$30 Mil and 10 Years Later, Nazi War Docs Still Secret

The Obama administration may be revealing some of the war on terror’s ugliest secrets. Meanwhile, in the bowels of the federal bureaucracy, they can’t even manage to declassify documents from World War II. Despite "$30 million and 10 years" to do the job, National Archives and Records Administration hasn’t been able to okay for public […]

The Obama administration may be revealing some of the war on terror's ugliest secrets. Meanwhile, in the bowels of the federal bureaucracy, they can't even manage to declassify documents from World War II.

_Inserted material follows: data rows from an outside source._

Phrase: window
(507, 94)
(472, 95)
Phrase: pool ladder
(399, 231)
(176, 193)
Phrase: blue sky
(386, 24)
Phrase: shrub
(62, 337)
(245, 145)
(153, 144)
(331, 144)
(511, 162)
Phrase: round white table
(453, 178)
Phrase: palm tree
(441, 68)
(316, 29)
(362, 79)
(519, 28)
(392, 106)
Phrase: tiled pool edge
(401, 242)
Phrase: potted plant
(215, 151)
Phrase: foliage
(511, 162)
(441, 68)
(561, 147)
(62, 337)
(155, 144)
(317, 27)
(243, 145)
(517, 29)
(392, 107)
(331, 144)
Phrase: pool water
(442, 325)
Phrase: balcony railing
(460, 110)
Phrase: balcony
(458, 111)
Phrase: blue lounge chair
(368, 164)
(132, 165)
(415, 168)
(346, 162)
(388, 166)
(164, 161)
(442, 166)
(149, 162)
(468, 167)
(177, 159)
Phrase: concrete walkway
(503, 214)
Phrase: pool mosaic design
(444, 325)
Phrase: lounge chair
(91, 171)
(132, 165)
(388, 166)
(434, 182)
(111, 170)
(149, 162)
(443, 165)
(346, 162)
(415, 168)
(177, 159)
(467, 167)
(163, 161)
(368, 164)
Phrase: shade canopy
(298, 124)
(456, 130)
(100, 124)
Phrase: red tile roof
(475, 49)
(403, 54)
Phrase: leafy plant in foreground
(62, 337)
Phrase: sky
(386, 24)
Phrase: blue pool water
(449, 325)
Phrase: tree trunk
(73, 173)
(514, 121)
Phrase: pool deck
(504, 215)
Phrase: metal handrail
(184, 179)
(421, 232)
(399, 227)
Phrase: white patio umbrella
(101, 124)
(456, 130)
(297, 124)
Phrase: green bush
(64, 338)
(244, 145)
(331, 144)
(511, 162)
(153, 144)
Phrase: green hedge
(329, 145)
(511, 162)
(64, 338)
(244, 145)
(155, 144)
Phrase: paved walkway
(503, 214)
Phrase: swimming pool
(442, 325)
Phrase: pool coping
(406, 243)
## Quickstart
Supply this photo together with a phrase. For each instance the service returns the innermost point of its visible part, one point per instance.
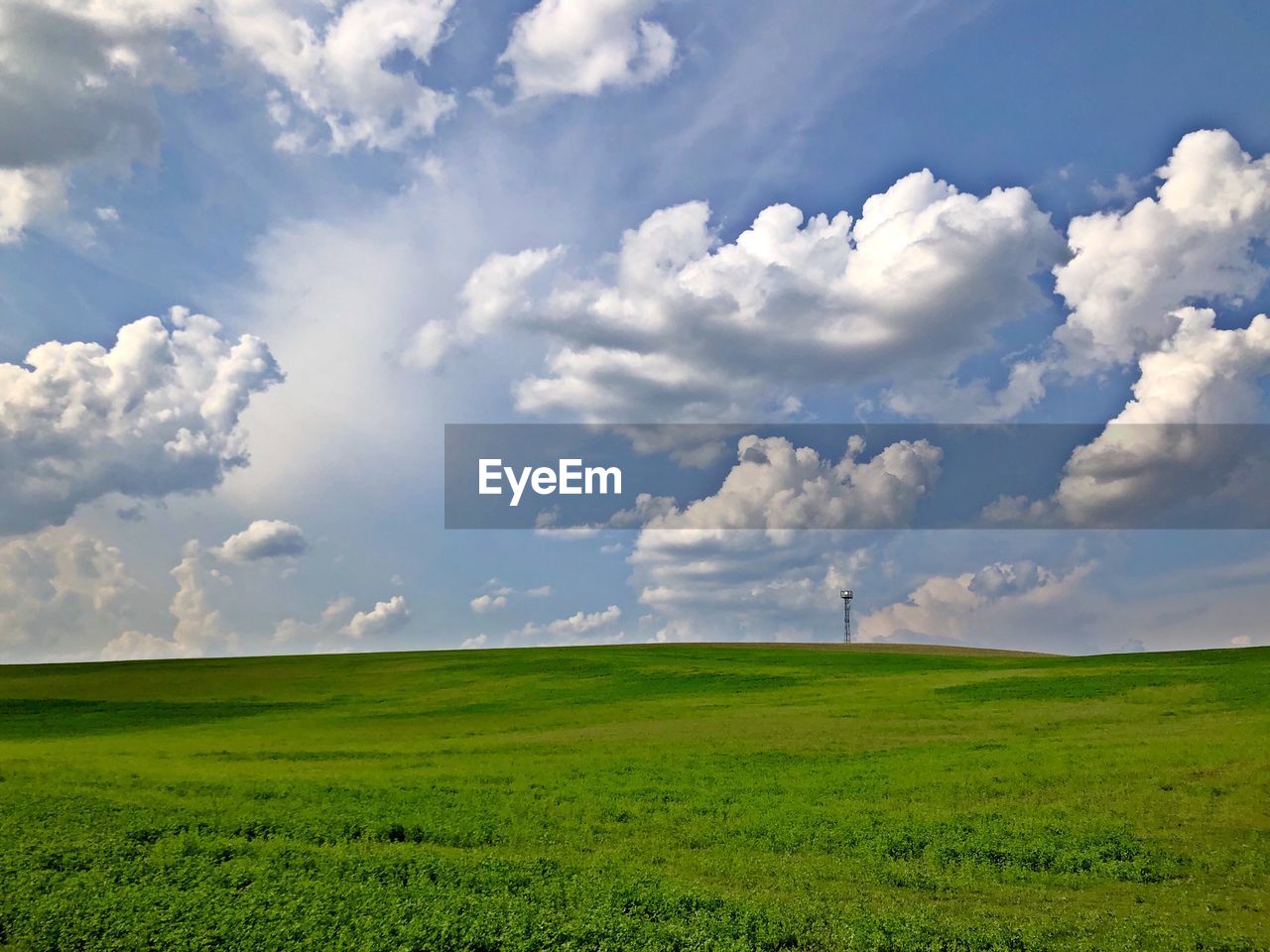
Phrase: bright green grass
(661, 797)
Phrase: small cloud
(264, 538)
(384, 619)
(484, 604)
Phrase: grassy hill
(654, 797)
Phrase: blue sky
(568, 125)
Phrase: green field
(653, 797)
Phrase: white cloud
(264, 538)
(385, 617)
(153, 416)
(733, 565)
(776, 485)
(493, 295)
(327, 61)
(30, 195)
(581, 46)
(80, 76)
(198, 627)
(1197, 239)
(59, 592)
(744, 584)
(1014, 606)
(576, 629)
(1148, 461)
(484, 604)
(691, 327)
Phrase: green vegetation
(654, 797)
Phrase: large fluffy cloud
(198, 629)
(730, 565)
(776, 485)
(329, 66)
(738, 584)
(77, 79)
(62, 592)
(691, 327)
(1164, 452)
(1015, 606)
(1197, 239)
(155, 414)
(583, 46)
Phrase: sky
(257, 254)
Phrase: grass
(654, 797)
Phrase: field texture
(661, 797)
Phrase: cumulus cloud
(776, 485)
(1005, 604)
(264, 538)
(583, 46)
(329, 66)
(744, 584)
(198, 627)
(576, 629)
(1198, 238)
(80, 80)
(155, 414)
(495, 293)
(384, 619)
(1161, 452)
(30, 195)
(693, 327)
(484, 604)
(59, 592)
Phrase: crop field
(651, 797)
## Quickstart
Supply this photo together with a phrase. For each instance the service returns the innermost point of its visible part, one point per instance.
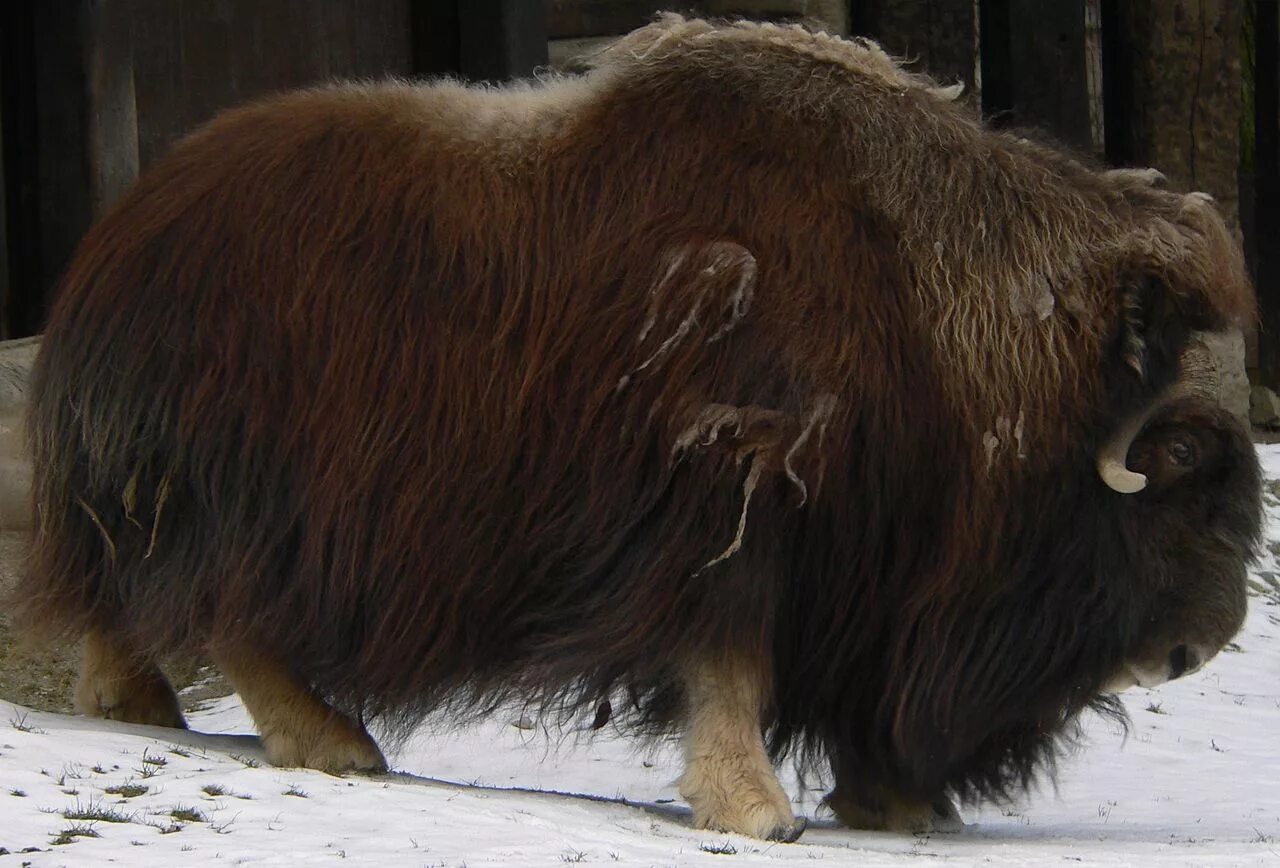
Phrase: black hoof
(789, 834)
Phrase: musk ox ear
(1184, 273)
(766, 441)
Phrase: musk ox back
(745, 377)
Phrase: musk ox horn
(1198, 378)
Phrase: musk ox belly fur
(745, 359)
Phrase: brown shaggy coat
(746, 343)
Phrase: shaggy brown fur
(746, 346)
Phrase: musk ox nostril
(1182, 659)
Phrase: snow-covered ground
(1197, 782)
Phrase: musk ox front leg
(120, 685)
(728, 780)
(298, 727)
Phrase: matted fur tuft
(745, 345)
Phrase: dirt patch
(42, 677)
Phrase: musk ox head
(745, 374)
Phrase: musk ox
(746, 379)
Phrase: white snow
(1197, 782)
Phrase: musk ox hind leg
(120, 685)
(298, 727)
(887, 812)
(728, 780)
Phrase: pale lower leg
(728, 780)
(298, 727)
(119, 685)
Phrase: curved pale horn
(1115, 451)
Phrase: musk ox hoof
(337, 747)
(119, 686)
(136, 700)
(734, 803)
(894, 814)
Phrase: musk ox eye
(1183, 452)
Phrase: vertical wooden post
(112, 109)
(5, 287)
(1266, 114)
(63, 183)
(483, 40)
(1184, 110)
(1050, 78)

Despite "$30 million and 10 years" to do the job, National Archives and Records Administration hasn't been able to okay for public consumption all of the "records on the involvement of U.S. intelligence agencies with Nazi and Japanese war criminals," SpyTalk reveals.

Congress has just budgeted another $650,000 to finish the job - really, they're serious this time -- of poring through some 8 million postwar pages.

*"There's a million pages of Army and CIA documents left" to read and catalog, said Miriam Kleiman, a spokeswoman for NARA. *

Naturally, Kleiman says her group of paper-pushers shouldn't be blamed for the lag. It's some other bureaucrats' fault, she insists.